Changes of membrane lipid composition contribute to plant adaptation to various abiotic stresses. Here, a comparative study was undertaken to investigate the mechanisms of how lipid alteration affects plant growth and development under nitrogen (N) deficiency. Two wheat cultivars: the N deficiency-tolerant cultivar Xiaoyan 6 (XY) and the N deficiency-sensitive cultivar Aikang 58 (AK) were used to test if the high N-deficiency tolerance was related with lipid metabolism. The results showed that N deficiency inhibited the morpho-physiological parameters in both XY and AK cultivars, which showed a significant decrease in biomass, N content, photosynthetic efficiency, and lipid contents.

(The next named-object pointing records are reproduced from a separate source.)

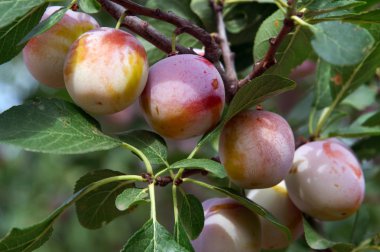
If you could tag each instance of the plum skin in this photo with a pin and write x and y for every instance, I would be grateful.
(228, 227)
(105, 70)
(44, 55)
(326, 180)
(184, 96)
(256, 148)
(276, 200)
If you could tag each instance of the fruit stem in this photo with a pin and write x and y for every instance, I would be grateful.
(120, 20)
(149, 170)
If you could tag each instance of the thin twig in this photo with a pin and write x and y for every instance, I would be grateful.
(149, 33)
(143, 29)
(269, 59)
(231, 82)
(183, 25)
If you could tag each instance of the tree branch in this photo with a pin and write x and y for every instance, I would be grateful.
(269, 59)
(142, 28)
(149, 33)
(228, 56)
(183, 25)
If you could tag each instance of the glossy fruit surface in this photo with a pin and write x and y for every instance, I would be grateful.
(326, 180)
(276, 200)
(105, 71)
(229, 227)
(44, 55)
(256, 148)
(184, 96)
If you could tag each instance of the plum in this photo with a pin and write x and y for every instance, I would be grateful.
(326, 180)
(256, 148)
(229, 227)
(105, 70)
(184, 96)
(276, 200)
(44, 55)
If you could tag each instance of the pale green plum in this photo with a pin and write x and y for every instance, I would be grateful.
(326, 180)
(105, 70)
(44, 55)
(256, 148)
(228, 227)
(276, 200)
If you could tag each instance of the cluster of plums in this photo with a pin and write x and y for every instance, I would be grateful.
(105, 70)
(322, 179)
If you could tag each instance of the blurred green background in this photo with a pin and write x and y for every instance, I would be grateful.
(32, 185)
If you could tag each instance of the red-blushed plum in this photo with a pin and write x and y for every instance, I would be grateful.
(229, 227)
(44, 55)
(105, 70)
(326, 180)
(256, 148)
(184, 96)
(276, 200)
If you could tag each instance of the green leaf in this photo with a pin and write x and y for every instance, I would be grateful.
(203, 10)
(257, 91)
(293, 50)
(152, 237)
(45, 25)
(90, 6)
(53, 126)
(207, 164)
(151, 144)
(323, 96)
(360, 128)
(181, 237)
(191, 215)
(362, 98)
(27, 239)
(346, 79)
(341, 43)
(372, 16)
(130, 197)
(97, 208)
(11, 34)
(316, 241)
(11, 10)
(373, 120)
(238, 17)
(321, 6)
(268, 29)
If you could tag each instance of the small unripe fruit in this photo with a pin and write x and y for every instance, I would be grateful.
(276, 200)
(184, 96)
(105, 71)
(256, 148)
(326, 180)
(229, 227)
(44, 55)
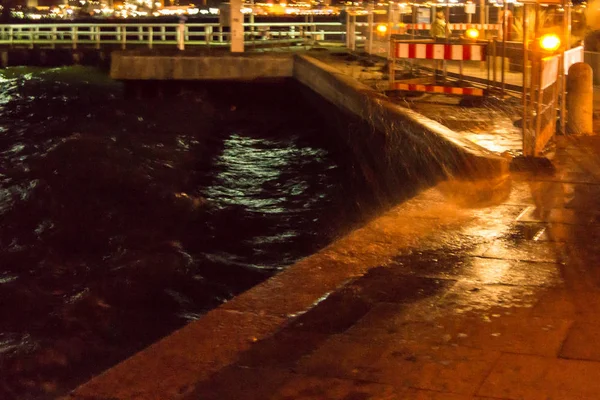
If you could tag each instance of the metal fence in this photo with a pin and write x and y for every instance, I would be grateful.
(150, 35)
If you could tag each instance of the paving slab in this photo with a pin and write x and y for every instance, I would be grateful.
(470, 290)
(518, 376)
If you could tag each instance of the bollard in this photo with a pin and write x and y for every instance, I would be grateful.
(580, 99)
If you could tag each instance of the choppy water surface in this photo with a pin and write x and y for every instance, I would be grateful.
(122, 219)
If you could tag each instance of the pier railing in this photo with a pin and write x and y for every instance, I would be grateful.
(159, 34)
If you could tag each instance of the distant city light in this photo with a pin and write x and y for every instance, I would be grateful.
(550, 42)
(472, 33)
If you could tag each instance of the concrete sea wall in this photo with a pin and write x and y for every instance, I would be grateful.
(145, 65)
(172, 367)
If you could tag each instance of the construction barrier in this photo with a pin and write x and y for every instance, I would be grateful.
(439, 54)
(440, 51)
(415, 87)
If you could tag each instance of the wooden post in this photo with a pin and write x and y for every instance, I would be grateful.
(236, 23)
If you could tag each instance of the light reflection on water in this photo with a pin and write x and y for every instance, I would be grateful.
(122, 220)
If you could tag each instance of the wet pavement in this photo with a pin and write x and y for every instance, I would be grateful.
(470, 290)
(495, 302)
(499, 299)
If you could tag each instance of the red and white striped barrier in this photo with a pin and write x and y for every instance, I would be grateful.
(414, 87)
(456, 27)
(419, 27)
(440, 51)
(481, 27)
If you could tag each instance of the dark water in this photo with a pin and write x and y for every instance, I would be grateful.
(123, 219)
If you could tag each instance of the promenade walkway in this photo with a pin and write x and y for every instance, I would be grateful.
(469, 290)
(478, 295)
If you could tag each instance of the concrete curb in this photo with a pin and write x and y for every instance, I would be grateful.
(170, 368)
(459, 157)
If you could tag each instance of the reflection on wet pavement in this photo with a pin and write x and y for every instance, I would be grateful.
(470, 290)
(488, 300)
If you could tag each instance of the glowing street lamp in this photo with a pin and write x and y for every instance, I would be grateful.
(549, 42)
(472, 33)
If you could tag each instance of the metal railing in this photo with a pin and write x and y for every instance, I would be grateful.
(152, 34)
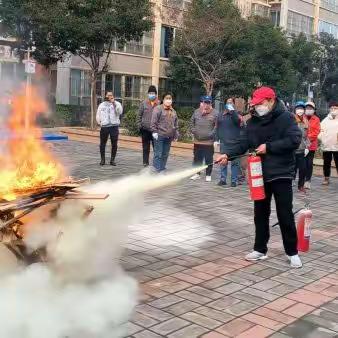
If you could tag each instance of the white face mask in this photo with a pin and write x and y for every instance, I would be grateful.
(262, 109)
(334, 112)
(309, 112)
(167, 102)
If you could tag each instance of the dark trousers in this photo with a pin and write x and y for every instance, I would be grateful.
(301, 169)
(327, 156)
(105, 132)
(309, 165)
(161, 152)
(204, 153)
(281, 189)
(147, 139)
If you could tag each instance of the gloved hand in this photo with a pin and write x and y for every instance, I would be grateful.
(216, 145)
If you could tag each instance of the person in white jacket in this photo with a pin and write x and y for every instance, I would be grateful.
(329, 141)
(108, 116)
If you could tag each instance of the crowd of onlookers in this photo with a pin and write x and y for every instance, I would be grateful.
(285, 140)
(218, 131)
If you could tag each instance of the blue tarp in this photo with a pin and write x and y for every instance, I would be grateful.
(54, 137)
(6, 135)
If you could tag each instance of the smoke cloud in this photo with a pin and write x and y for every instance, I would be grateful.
(81, 290)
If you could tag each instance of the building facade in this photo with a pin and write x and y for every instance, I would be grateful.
(131, 68)
(310, 17)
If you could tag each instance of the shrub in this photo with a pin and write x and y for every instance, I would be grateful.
(184, 131)
(185, 113)
(129, 121)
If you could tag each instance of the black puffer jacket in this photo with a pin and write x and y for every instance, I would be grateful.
(279, 131)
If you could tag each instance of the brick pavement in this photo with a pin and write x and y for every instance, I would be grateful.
(187, 253)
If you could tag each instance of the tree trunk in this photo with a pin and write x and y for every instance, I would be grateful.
(93, 102)
(209, 87)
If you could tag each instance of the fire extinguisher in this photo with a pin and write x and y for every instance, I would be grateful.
(255, 178)
(304, 229)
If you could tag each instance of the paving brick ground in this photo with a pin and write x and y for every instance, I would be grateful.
(193, 278)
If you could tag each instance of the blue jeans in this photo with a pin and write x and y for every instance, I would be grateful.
(161, 152)
(234, 171)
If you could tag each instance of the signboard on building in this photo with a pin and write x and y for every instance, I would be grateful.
(30, 67)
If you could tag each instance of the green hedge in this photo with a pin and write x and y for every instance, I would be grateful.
(129, 122)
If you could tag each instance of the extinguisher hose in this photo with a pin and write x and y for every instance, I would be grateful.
(233, 158)
(295, 213)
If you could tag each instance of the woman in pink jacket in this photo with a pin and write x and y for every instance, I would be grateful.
(313, 132)
(329, 141)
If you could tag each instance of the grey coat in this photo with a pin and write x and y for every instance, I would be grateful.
(145, 114)
(203, 127)
(165, 122)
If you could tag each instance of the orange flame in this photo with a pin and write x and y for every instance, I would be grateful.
(25, 162)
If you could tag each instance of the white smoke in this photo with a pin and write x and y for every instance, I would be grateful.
(81, 292)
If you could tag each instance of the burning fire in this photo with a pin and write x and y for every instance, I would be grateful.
(25, 162)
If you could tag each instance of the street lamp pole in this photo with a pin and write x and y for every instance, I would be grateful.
(28, 92)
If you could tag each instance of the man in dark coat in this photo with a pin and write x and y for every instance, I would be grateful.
(273, 133)
(144, 116)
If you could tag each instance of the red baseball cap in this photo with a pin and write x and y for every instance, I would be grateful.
(261, 94)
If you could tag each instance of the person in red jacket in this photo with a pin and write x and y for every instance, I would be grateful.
(313, 132)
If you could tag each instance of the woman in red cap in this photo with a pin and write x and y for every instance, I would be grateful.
(273, 133)
(312, 134)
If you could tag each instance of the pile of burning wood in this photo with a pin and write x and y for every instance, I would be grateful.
(13, 213)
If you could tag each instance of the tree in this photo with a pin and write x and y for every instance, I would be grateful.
(209, 29)
(302, 59)
(267, 56)
(85, 28)
(229, 54)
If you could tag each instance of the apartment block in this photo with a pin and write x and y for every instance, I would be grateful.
(136, 65)
(306, 16)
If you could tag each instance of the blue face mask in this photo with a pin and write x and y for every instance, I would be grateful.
(229, 106)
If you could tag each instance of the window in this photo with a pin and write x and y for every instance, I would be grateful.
(167, 37)
(142, 47)
(275, 18)
(298, 23)
(260, 10)
(128, 86)
(331, 5)
(328, 28)
(75, 83)
(132, 87)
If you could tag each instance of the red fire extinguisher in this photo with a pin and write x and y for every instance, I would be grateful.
(255, 178)
(304, 229)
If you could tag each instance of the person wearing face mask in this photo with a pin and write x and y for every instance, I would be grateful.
(313, 132)
(303, 150)
(143, 121)
(329, 141)
(108, 116)
(272, 133)
(227, 133)
(203, 126)
(164, 127)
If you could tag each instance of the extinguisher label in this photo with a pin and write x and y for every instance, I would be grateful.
(257, 182)
(256, 169)
(307, 228)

However, these decreases were more pronounced in AK than XY. In addition, XY showed a notable increase in fatty acid unsaturation, relatively well-maintained chloroplast ultrastructure, and minimized damage of lipid peroxidation and enhanced PSII activity under N-deficient condition, as compared with AK. Transcription levels of many genes involved in lipid biosynthesis and fatty acid desaturation were up-regulated in response to N deficiency in two wheat cultivars, while the expressions were much higher in XY than AK under N deficiency. These results highlight the importance of alterations in lipid metabolism in N deficiency tolerance in wheat. High levels of lipid content and unsaturated fatty acids maintained the membrane structure and function, contributing to high photosynthesis and antioxidant capacities, thereby improved the tolerance to N deficiency.